Los niños que me rodearon en los oasis no tenían pinta de pasar hambre, al menos tenían todos los dátiles del mundo que tienen mucha fructosa y minerales, pero lo que les gustaba era lo que nosotros llevábamos. Se fijaban especialmente en los
franceses y
españoles y hablaban perfectamente ambos idiomas.
Era domingo y el viernes anterior habían celebrado LA
FIESTA DEL CORDERO, por eso había tantas
familias en atiborrados coches por las carreteras.
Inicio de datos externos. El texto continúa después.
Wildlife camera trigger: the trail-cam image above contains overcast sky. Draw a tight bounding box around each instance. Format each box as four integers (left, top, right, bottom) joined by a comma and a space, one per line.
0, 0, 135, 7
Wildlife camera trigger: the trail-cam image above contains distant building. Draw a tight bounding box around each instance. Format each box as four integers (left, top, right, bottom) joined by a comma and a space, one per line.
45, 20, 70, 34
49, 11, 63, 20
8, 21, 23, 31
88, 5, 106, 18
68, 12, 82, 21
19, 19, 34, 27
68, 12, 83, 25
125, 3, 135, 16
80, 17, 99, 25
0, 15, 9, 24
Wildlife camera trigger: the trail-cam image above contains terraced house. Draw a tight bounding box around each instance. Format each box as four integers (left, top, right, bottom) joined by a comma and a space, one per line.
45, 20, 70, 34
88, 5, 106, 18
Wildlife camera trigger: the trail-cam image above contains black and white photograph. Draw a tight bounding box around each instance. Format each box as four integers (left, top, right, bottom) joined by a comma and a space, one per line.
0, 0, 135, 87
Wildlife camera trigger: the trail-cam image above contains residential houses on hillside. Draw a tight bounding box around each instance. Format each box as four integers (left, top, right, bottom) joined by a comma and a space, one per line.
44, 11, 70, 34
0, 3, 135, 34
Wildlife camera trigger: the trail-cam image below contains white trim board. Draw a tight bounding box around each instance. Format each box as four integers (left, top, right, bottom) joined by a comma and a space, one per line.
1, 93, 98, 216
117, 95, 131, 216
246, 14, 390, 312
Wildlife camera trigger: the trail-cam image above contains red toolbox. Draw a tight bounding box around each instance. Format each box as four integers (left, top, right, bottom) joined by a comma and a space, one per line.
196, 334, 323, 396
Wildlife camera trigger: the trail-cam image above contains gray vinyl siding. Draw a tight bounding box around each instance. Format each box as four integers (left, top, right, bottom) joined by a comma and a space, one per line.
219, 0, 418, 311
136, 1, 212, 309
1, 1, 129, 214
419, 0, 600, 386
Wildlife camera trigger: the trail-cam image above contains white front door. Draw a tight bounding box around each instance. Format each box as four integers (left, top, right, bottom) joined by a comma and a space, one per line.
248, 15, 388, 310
Tengo un hijo que tiene una empresa de excursiones en RIVIERA MAYA y le he contado este episodio y me dice: Mamá, es imposible que te afectara tanto. Pues si, porque me acordé de mi nieto que aún era muy pequeño, lo imaginé tan desamparado, delgadito y maltratado por los bruscos cambios de temperaturas del desierto. Mi hijo me ha dicho que cuando se adentran en el interior para visitar aldeas mayas llevan chucherías para los niños, sobre todo bolígrafos y rotuladores.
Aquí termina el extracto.